Kedua bocah polos itu mendekati Aries, memeluk remaja itu dengan erat, membuang segala beban yang ada di pundak kecilnya.

"Ibu gak mau bangun, Kak," keluh Gifari.

"Nanti ibu pasti bangun," ucap Aries.

"Kak Gisa juga tadi ngomong gitu, tapi buktinya..." lanjut Gofar.

"Perbanyak doa."

Aries kembali memeluk kedua tubuh mungil itu.

"Gisa, kamu gak pa-pa?"

Gisa mengangguk, "aku gak pernah kenapa-napa. Aku sering di situasi begini."

Aries menghela berat. Langkahnya mendekati Gisa lalu duduk menyamakan tingginya dengan Gisa yang juga duduk dilantai.

"Kamu udah makan?" tanya Aries, "makan dulu, yuk. Ajak adek kamu, biar kalian bertenaga."

Gisa menggeleng dengan tahapan kosong entah kemana.

"Di situasi begini aku cuma berharap ibu gak mati. Seenggaknya kalau aku putus sekolah terus harus kerja, wajah ibu bisa tetap aku lihat biar semangat."

"Gisa..."

"Aku salah apa sih, Res," Gisa menatap Aries. Tak bisa bohong bahwa Gisa menahan tangisnya, matanya memerah menahan segala emosi yang dipendamnya. "Aku miskin, kenapa ibu harus sakit? Pundak aku gak di desain sekuat itu kan, sampai punya beban seberat ini?"

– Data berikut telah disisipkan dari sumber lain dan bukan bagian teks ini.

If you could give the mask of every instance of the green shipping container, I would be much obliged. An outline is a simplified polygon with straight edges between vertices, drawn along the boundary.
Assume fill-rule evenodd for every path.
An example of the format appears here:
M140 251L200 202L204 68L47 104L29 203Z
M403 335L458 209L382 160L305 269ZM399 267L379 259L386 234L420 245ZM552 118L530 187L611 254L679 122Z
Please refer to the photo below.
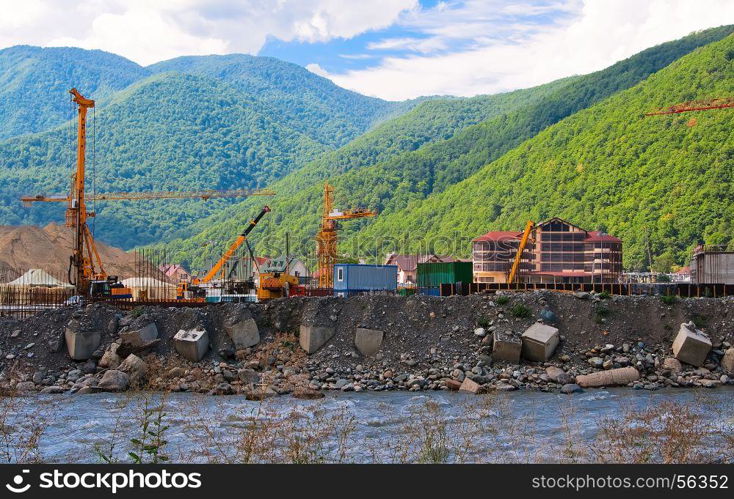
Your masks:
M473 281L472 262L419 263L418 287L436 288L441 284Z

"Gisa, kita makan dulu yuk," pinta Aries.

Laki-laki itu membawa kedua adek Gisa menuju kantin di rumah sakit, sedang dibelakangnya Gisa mencoba mengikuti dengan langkah tak berdaya. Manik milik si gadis terus memperhatikan Aries yang menggenggam tangan kedua adeknya di depan. Laki-laki itu baru dikenalnya kemarin, tapi kehadirannya seolah telah lama. Keempatnya duduk di kursi panjang yang kosong, berhubung kantin tidak begitu ramai di malam hari mereka bebas memilih tempat duduk. Aries memilih untuk memesan makanan terlebih dahulu lalu kembali ke tempatnya.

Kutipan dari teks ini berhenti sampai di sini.